Na fila da C&A eu vejo um pobre com vergonha de recusar o cartão da loja dizendo que sempre estoura o limite dos cartões que já tem e tem que completar no próximo mês, mas acaba fazendo o novo cartão por pura timidez; atrás de mim alguém diz que o tênis de 139,90 talvez não passe em seu cartão mas vai tentar assim mesmo; viro-me e vejo que é uma mulher com uniforme de faxineira. Eu nunca comprei sapatos tão caros, pois sei que eles não valem isso. Por que os pobres não têm estrutura para resistir ao consumismo e se sentir ultrajados ao ver que lhes querem empurrar algum supérfluo goela abaixo? A educação é uma parte da resposta, tenho certeza, mas não é só isso. Temos mesmo uma espécie de orgulho mal-ajambrado, uma cruza entre o célebre complexo de vira-lata conforme o batizou Nelson Rodrigues misturado a uma "consciência" de que agora seríamos uma "nação emergente" e próspera: preferimos revirar e comer lixo do que ir bater na porta da Casa Grande e exigir direitos. Quando um não agüenta e exige (“meu filho foi assassinado por policiais”), só então outras vozes se levantam: para barrá-lo, impedi-lo de se estressar, assegurá-lo de que nada vai mudar e pedir-lhe por favor que não seja chato. É a famosa turma do deixa-disso. Tudo isso já foi batizado e catalogado por um ou outro sensato, mas somos uma nação que gosta de chupar o óbvio até derreter para durar mais e que gosta de burocracia, portanto arquivamos o acórdão para deliberações futuras do relator.
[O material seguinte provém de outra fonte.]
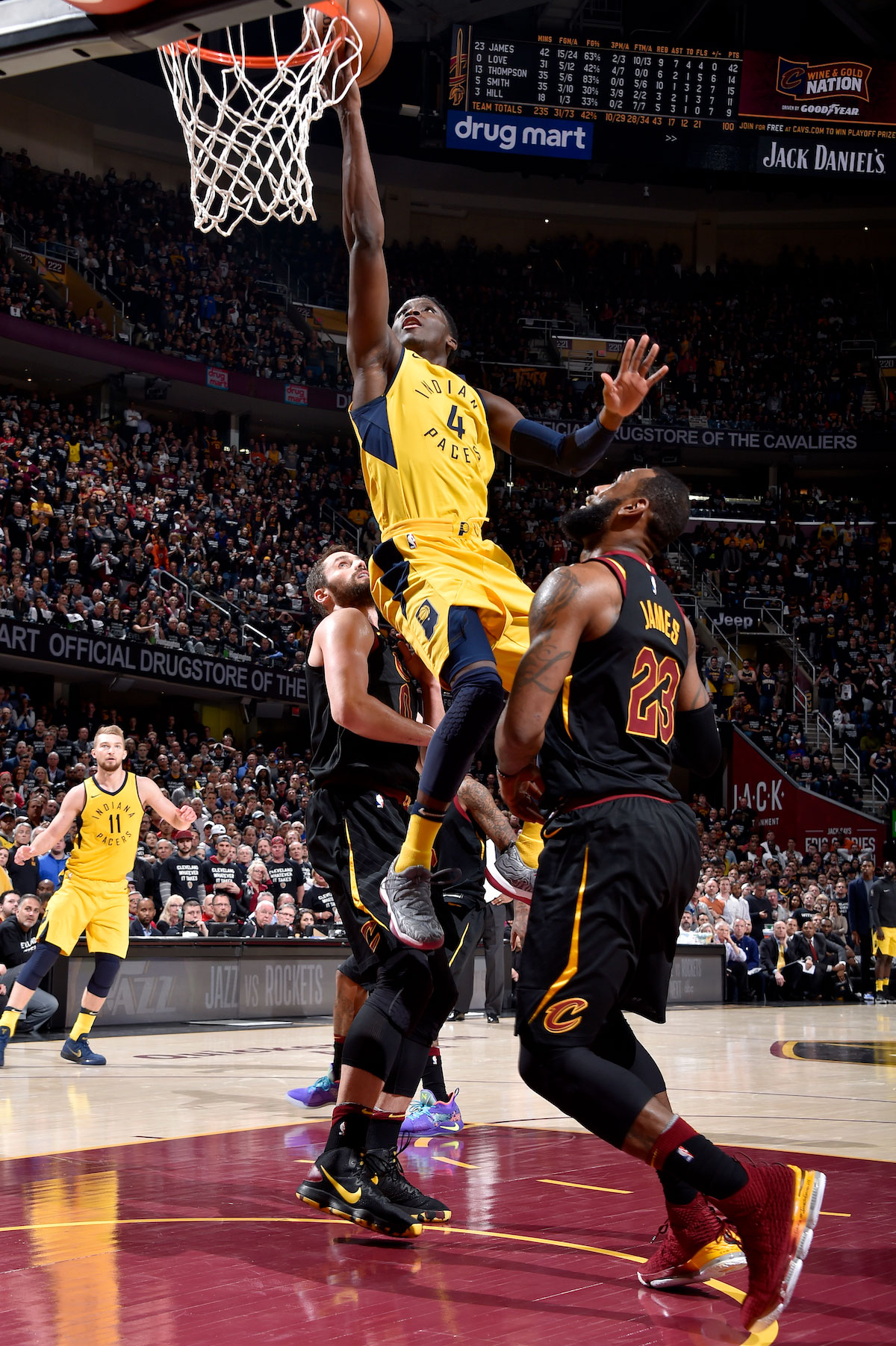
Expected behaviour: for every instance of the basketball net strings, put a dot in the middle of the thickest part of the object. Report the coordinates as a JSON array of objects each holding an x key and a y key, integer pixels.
[{"x": 246, "y": 143}]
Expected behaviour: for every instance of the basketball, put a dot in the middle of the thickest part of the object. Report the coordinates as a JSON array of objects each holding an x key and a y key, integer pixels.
[{"x": 374, "y": 30}]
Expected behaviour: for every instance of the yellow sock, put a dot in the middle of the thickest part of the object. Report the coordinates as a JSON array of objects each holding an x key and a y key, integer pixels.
[
  {"x": 529, "y": 844},
  {"x": 82, "y": 1024},
  {"x": 417, "y": 848}
]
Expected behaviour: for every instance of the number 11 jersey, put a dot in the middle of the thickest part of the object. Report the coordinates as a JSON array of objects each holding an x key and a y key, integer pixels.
[
  {"x": 108, "y": 831},
  {"x": 611, "y": 729}
]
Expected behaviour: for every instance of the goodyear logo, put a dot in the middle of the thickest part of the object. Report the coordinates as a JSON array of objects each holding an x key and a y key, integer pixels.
[
  {"x": 798, "y": 80},
  {"x": 565, "y": 1015}
]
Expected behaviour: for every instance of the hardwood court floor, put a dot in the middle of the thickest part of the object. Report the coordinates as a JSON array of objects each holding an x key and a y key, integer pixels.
[{"x": 151, "y": 1202}]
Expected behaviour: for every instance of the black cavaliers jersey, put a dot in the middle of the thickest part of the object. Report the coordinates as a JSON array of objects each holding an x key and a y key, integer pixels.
[
  {"x": 461, "y": 846},
  {"x": 342, "y": 758},
  {"x": 611, "y": 729}
]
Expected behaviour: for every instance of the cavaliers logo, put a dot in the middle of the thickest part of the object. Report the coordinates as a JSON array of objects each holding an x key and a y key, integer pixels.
[
  {"x": 800, "y": 80},
  {"x": 370, "y": 933},
  {"x": 565, "y": 1015}
]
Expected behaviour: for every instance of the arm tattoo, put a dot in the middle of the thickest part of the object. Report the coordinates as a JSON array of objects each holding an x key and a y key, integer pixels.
[
  {"x": 537, "y": 664},
  {"x": 555, "y": 595}
]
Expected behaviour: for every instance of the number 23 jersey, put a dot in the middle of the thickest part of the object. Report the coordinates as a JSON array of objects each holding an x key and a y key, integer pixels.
[
  {"x": 611, "y": 727},
  {"x": 426, "y": 450}
]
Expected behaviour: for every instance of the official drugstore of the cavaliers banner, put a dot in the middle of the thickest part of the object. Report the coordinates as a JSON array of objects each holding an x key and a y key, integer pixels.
[{"x": 790, "y": 809}]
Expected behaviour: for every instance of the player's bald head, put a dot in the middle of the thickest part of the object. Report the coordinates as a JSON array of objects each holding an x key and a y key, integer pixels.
[{"x": 644, "y": 499}]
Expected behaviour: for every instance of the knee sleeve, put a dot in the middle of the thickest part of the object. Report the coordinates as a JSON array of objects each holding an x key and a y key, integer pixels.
[
  {"x": 407, "y": 1069},
  {"x": 402, "y": 990},
  {"x": 600, "y": 1094},
  {"x": 38, "y": 965},
  {"x": 105, "y": 970},
  {"x": 372, "y": 1044},
  {"x": 441, "y": 1000},
  {"x": 478, "y": 697}
]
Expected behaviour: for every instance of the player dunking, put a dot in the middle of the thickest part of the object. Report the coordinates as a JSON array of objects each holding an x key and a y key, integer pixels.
[
  {"x": 93, "y": 895},
  {"x": 607, "y": 684},
  {"x": 427, "y": 440}
]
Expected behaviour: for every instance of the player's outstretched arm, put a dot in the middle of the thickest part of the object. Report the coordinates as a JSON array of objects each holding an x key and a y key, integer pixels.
[
  {"x": 55, "y": 831},
  {"x": 345, "y": 640},
  {"x": 697, "y": 744},
  {"x": 478, "y": 803},
  {"x": 576, "y": 452},
  {"x": 373, "y": 349},
  {"x": 151, "y": 797}
]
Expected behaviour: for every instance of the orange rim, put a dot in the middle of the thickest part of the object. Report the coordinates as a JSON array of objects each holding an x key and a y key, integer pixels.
[{"x": 300, "y": 58}]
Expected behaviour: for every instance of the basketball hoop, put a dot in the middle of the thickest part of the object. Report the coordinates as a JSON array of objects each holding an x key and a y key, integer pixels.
[{"x": 246, "y": 135}]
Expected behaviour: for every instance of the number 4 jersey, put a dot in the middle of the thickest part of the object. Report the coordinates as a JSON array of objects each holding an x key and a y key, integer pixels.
[{"x": 611, "y": 729}]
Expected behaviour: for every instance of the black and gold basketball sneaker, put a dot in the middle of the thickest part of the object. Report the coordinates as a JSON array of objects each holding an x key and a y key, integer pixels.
[
  {"x": 385, "y": 1168},
  {"x": 339, "y": 1182}
]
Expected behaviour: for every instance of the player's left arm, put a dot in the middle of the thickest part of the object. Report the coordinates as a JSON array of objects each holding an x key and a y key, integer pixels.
[
  {"x": 697, "y": 744},
  {"x": 557, "y": 618},
  {"x": 151, "y": 797},
  {"x": 576, "y": 452}
]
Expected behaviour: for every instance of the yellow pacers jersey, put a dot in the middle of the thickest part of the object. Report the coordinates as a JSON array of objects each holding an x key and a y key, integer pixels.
[
  {"x": 426, "y": 450},
  {"x": 108, "y": 833}
]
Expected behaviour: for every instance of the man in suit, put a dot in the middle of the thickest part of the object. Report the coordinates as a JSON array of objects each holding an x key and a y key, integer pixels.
[
  {"x": 782, "y": 970},
  {"x": 860, "y": 929},
  {"x": 143, "y": 925}
]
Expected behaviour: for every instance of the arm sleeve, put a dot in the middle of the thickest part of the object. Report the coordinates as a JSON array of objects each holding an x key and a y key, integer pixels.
[
  {"x": 570, "y": 455},
  {"x": 697, "y": 744}
]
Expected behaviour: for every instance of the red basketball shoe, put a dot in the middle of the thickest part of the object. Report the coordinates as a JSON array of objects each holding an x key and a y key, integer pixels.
[
  {"x": 775, "y": 1215},
  {"x": 696, "y": 1248}
]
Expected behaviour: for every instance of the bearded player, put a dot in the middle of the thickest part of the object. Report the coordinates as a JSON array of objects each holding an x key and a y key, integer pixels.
[
  {"x": 427, "y": 449},
  {"x": 93, "y": 895}
]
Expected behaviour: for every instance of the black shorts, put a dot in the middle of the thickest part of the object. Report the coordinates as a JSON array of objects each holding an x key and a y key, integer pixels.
[
  {"x": 612, "y": 883},
  {"x": 352, "y": 841}
]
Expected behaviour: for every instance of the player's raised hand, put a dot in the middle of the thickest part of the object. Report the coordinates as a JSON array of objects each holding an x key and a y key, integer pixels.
[{"x": 624, "y": 393}]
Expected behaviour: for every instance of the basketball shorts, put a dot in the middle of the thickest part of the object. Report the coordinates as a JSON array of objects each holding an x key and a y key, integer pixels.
[
  {"x": 99, "y": 910},
  {"x": 612, "y": 883},
  {"x": 352, "y": 841},
  {"x": 417, "y": 579},
  {"x": 887, "y": 947}
]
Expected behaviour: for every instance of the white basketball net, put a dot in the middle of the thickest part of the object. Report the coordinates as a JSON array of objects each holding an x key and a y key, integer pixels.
[{"x": 246, "y": 128}]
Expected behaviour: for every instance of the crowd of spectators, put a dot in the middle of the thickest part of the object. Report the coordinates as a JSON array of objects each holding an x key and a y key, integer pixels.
[
  {"x": 782, "y": 915},
  {"x": 748, "y": 346},
  {"x": 162, "y": 533},
  {"x": 830, "y": 583},
  {"x": 245, "y": 864}
]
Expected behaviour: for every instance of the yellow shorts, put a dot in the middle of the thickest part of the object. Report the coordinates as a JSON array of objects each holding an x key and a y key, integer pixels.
[
  {"x": 99, "y": 910},
  {"x": 419, "y": 578},
  {"x": 887, "y": 947}
]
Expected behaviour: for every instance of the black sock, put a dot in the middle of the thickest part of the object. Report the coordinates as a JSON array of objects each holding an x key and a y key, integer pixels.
[
  {"x": 699, "y": 1163},
  {"x": 382, "y": 1132},
  {"x": 350, "y": 1121},
  {"x": 676, "y": 1191},
  {"x": 335, "y": 1071},
  {"x": 434, "y": 1079}
]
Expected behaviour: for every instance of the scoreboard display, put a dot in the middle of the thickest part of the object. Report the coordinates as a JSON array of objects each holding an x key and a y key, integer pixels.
[
  {"x": 580, "y": 97},
  {"x": 591, "y": 78}
]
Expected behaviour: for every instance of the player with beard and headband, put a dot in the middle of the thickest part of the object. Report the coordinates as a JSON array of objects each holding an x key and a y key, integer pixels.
[
  {"x": 606, "y": 697},
  {"x": 427, "y": 450},
  {"x": 365, "y": 691}
]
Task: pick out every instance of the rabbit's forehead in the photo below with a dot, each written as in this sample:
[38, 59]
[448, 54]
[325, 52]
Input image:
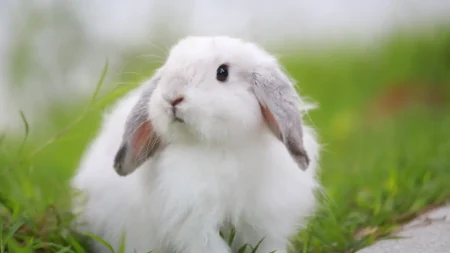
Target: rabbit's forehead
[197, 54]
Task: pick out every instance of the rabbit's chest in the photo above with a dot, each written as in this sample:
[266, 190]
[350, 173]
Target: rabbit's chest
[200, 177]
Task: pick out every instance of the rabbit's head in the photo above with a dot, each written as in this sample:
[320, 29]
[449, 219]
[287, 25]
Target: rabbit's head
[213, 90]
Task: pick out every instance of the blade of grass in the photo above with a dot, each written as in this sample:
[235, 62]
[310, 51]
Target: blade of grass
[79, 118]
[27, 130]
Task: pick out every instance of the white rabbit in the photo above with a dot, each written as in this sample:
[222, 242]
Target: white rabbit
[214, 139]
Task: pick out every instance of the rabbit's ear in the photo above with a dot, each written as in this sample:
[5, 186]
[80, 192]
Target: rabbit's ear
[280, 107]
[139, 140]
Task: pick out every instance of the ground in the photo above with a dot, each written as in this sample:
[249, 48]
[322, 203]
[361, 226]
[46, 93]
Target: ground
[383, 121]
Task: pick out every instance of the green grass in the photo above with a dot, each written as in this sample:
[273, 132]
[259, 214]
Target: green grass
[378, 172]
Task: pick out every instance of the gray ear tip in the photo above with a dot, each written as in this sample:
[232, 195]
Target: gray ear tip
[119, 160]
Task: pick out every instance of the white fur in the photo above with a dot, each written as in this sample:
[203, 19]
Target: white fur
[223, 165]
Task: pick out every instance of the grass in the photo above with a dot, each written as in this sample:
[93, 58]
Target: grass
[385, 156]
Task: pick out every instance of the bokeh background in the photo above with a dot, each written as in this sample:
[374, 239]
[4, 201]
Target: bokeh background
[378, 69]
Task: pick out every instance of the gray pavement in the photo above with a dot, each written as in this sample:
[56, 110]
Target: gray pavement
[429, 233]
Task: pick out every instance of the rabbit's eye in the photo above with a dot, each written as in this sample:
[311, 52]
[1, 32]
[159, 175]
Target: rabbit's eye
[222, 73]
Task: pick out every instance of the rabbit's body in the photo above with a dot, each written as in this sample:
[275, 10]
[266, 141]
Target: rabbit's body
[180, 197]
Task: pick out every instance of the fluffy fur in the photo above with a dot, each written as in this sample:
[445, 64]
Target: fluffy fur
[225, 164]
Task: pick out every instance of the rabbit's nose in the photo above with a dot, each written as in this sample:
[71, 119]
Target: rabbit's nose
[176, 101]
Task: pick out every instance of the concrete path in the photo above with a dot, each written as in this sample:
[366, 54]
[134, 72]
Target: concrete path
[430, 233]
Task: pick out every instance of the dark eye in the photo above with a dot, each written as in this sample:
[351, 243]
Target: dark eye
[222, 73]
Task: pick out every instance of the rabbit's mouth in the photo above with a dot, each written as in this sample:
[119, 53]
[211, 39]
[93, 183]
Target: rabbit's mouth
[176, 116]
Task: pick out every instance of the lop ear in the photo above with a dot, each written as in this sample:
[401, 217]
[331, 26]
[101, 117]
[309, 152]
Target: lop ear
[280, 107]
[139, 140]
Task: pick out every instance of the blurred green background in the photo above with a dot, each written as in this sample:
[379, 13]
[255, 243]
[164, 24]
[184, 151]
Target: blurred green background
[383, 120]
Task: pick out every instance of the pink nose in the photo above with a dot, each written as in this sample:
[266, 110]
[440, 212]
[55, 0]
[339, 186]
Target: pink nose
[176, 101]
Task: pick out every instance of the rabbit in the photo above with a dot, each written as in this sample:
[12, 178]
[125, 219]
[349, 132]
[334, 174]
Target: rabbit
[213, 140]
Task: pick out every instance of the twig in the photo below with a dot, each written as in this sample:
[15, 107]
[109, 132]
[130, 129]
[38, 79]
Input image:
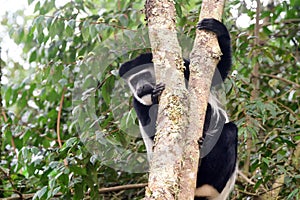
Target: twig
[101, 190]
[245, 177]
[282, 79]
[58, 122]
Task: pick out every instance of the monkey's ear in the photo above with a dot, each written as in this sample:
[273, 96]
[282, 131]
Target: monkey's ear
[140, 77]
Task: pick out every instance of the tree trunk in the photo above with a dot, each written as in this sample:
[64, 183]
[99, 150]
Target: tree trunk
[174, 164]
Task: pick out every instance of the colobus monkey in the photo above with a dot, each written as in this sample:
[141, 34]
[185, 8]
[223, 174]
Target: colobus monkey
[217, 171]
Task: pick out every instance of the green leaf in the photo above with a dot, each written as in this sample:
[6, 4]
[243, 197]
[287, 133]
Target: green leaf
[40, 193]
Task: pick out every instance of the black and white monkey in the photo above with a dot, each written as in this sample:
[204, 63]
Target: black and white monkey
[217, 171]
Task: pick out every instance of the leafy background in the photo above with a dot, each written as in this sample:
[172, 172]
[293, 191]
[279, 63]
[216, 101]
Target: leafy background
[71, 54]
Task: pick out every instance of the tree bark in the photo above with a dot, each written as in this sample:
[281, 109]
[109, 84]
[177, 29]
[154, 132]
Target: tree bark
[174, 165]
[204, 57]
[172, 115]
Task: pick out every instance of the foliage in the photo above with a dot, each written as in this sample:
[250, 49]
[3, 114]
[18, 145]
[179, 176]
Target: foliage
[73, 53]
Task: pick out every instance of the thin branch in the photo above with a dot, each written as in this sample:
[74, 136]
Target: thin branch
[58, 122]
[282, 79]
[241, 174]
[101, 191]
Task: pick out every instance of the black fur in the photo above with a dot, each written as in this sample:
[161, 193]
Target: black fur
[218, 166]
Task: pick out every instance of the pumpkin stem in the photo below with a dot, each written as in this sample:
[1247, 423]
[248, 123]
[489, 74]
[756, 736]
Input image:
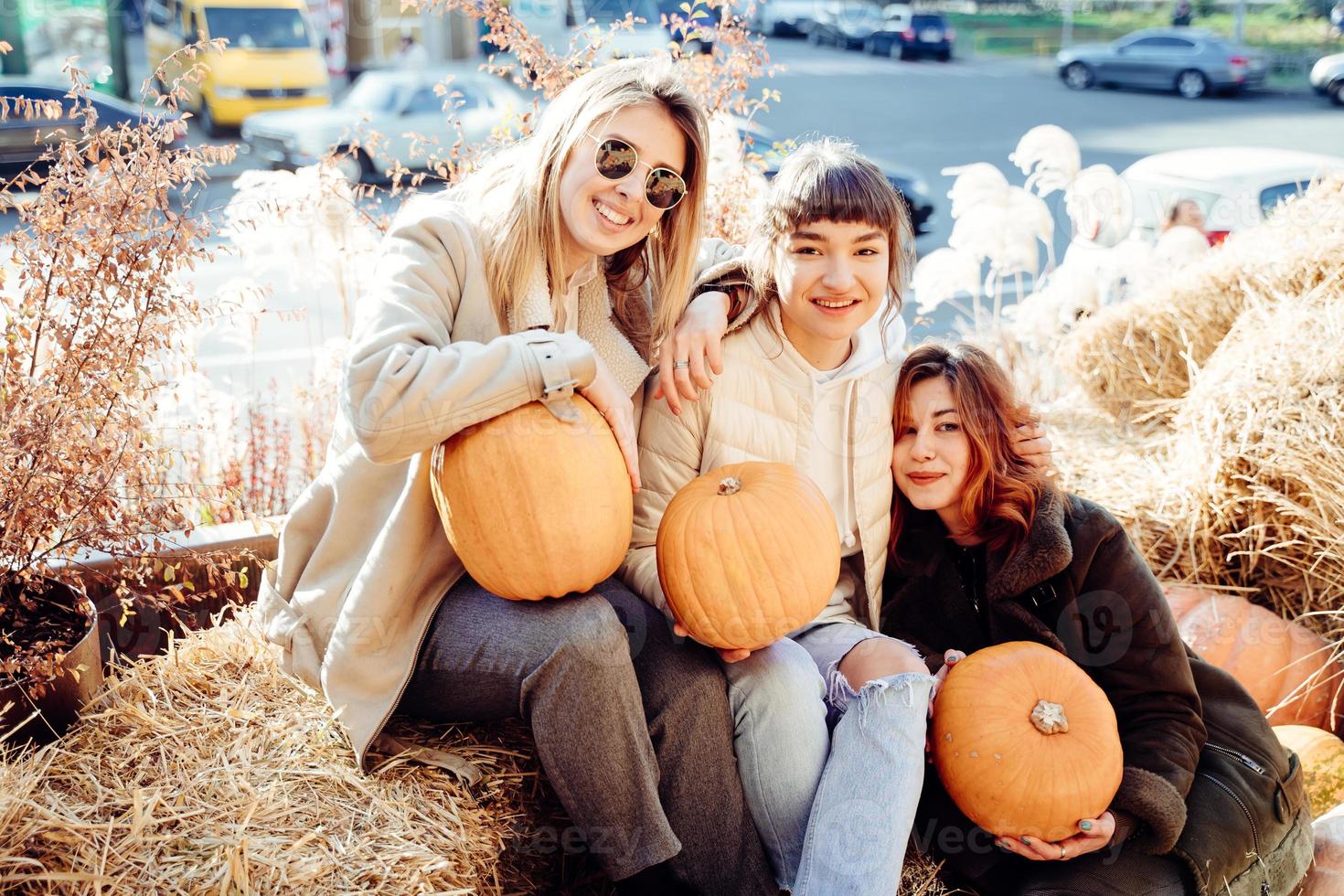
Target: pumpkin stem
[730, 485]
[1049, 718]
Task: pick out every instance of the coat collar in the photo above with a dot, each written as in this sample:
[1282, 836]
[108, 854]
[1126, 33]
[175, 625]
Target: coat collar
[1046, 552]
[537, 309]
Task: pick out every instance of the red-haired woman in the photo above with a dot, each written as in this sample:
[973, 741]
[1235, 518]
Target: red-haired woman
[986, 551]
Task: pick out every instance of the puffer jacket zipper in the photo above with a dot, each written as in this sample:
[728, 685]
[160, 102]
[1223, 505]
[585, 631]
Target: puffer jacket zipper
[1240, 756]
[1241, 804]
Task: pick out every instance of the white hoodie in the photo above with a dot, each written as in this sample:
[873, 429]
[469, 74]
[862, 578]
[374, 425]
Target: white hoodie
[832, 453]
[771, 404]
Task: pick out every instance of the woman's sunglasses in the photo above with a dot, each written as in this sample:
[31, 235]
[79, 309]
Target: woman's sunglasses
[615, 159]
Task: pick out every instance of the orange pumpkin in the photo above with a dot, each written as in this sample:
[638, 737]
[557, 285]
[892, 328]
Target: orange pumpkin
[1284, 666]
[535, 507]
[1326, 876]
[1321, 755]
[748, 554]
[1024, 741]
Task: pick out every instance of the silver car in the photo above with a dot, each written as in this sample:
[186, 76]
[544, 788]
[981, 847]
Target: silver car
[1189, 60]
[400, 105]
[1328, 78]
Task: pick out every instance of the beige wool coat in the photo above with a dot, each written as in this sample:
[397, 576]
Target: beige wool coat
[363, 557]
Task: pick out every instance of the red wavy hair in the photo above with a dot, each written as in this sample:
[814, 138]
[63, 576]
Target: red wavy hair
[1001, 489]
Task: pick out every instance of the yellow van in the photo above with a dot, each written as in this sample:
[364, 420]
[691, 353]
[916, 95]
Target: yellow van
[272, 60]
Somos uma nação de personalidade complexa e distorcida. Talvez seja a personalidade do futuro, talvez seja uma característica que nos faça sobreviver aos piores perrengues que certamente a mãe-natureza reserva aos humanos nos próximos séculos, numa justíssima vendetta. Nós, que nos contentamos com pouco e na primeira oportunidade batemos um sambinha rasteiro, talvez logo tenhamos pouco para nos contentar. Nos ajustamos em qualquer lugar, mesmo nos mais desfavoráveis, como marias-sem-vergonha. Ou melhor, nós não, porque se os, hum, três-quartos não-brasileiros do meu caráter prevalecerem, eu pereço.